While seasonal variability of exacerbations was more prominent for subjects whose blood eosinophils were greater or equal to 300/µL at baseline,1 seasonal variability of PEF, FEV1, FVC, rescue medication use and AQLQ(S) was similar regardless of patient classification by baseline blood eosinophil level (online supplementary figure 1).
bmjresp-2019-000406supp002.pdf (24KB, pdf)
The December versus July mean differences were: (1) PEF=−6.5 (−8.2 to –4.8) L/min, (2) prebronchodilator FEV1=−42 (−57 to –27) mL, (3) FVC=−41 (−59 to –23) mL, (4) rescue medication use=0.18 (0.09 to 0.28) puffs and (5) AQLQ(S)=−0.15 (−0.19 to –0.1) units (table 1). Among AQLQ questions, discomfort related to cough was most variable with respect to season (−0.33 (−0.42 to –0.24) units), whereas experiencing asthma symptoms as a result of being exposed to strong smells or perfume had the smallest seasonal effect (−0.08 (−0.16 to –0.01) units) (online supplementary table 1 and online supplementary figure 2).
Table 1.
Difference | Lower 95% CI | Upper 95% CI | |
PEF (L/min) | −6.5 | −8.7 | −4.2 |
Pre-BD FEV1 (mL) | −42 | −57 | −27 |
FVC (mL) | −41 | −59 | −23 |
Puffs | 0.18 | 0.09 | 0.28 |
AQLQ(S) | −0.15 | −0.19 | −0.1 |
Seasonal variability was estimated by the contrast of December and July for all subjects in the study.

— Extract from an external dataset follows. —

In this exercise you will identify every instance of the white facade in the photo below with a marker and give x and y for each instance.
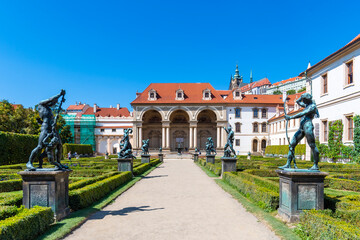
(248, 140)
(336, 98)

The differences in means with lower and upper 95% (Bonferonni adjusted) CIs are tabulated.
AQLQ(S), Standardised 32 Asthma Quality of Life Questionnaire Scores; BD, bronchodilator; FVC, forced vital capacity; PEF, peak expiratory flow.

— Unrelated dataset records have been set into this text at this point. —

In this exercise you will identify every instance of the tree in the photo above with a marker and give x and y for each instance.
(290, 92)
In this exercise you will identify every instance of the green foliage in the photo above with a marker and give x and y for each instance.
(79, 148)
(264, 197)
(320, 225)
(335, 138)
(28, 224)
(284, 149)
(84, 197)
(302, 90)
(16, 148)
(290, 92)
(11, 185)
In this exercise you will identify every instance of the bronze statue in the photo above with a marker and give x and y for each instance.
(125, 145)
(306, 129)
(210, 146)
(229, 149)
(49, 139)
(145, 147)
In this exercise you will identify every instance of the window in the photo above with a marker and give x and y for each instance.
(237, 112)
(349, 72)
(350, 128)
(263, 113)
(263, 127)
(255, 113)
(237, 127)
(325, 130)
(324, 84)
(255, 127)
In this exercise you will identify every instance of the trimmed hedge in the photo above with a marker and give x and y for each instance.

bmjresp-2019-000406supp001.pdf (57KB, pdf)
bmjresp-2019-000406supp003.pdf (13.5KB, pdf)
Discussion
Taken together, our analyses reveal that lung function, rescue medication use and AQLQ outcomes varied with respect to season, although modestly. The strength of this study is that it was a prospective year-long global trial in a large number of patients with frequent and regular data collection. We found that all outcomes were directionally better in the summer (similar to exacerbations) and progressively worsened towards winter, in contrast to observations of spring and autumn surges in asthma exacerbations. Finally, we show variability in the seasonal dependence of individual AQLQ components, indicating that a subset of symptoms (eg, cough) drive the seasonal worsening of asthma symptoms.

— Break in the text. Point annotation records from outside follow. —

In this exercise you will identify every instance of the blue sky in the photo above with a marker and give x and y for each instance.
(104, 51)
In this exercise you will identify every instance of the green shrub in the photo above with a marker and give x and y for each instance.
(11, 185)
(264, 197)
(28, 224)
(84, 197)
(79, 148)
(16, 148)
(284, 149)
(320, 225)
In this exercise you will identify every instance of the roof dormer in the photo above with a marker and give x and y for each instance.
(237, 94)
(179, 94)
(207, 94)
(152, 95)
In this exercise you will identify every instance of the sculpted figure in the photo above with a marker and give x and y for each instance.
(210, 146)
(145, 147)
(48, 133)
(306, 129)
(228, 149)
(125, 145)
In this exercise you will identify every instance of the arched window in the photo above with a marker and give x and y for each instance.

In addition to the exploratory, post hoc nature of our study, there are several limitations that warrant further discussion. Minimal clinically important differences (MCID) have not been well established for PEF, rescue inhaler use or FVC. The December versus July mean difference of −42 mL for prebronchodilator FEV1 did not exceed the MCID of 230 mL described by Santanello et al.6 Likewise, the December versus July mean difference of −0.15 did not exceed the MCID of 0.5 for the AQLQ(S); however, the seasonal dependence of individual AQLQ components varied by component, which could confound analyses of the overall score. The AQLQ(S) was designed to measure the impact of asthma on quality of life in adults.3 Future studies including quantitative monitoring devices (eg, wearable cough monitors) or questionnaires tailored to measure specific patient activities are necessary to understand the contribution of seasonal variability to frequency or severity of specific patient reported outcomes. The worsening of lung function, AQLQ and rescue inhaler use in the winter suggests that respiratory infections and/or cold, dry air may trigger or amplify asthma symptoms. The lack of marked increases in the autumn and spring suggest that autumn respiratory infections and/or spring aeroallergens may not be the driving cause of lung function worsening, symptom-related quality of life deficits and rescue inhaler use. Future evaluation of asthma symptoms in the context of environmental triggers and respiratory infections are needed to provide insights into the factors that underlie these outcomes. Finally, as deterioration of lung function and worsening of asthma symptoms are integral contributors to exacerbations, it remains to be determined if the winter worsening of asthma symptoms are a cause or consequence of asthma exacerbation events.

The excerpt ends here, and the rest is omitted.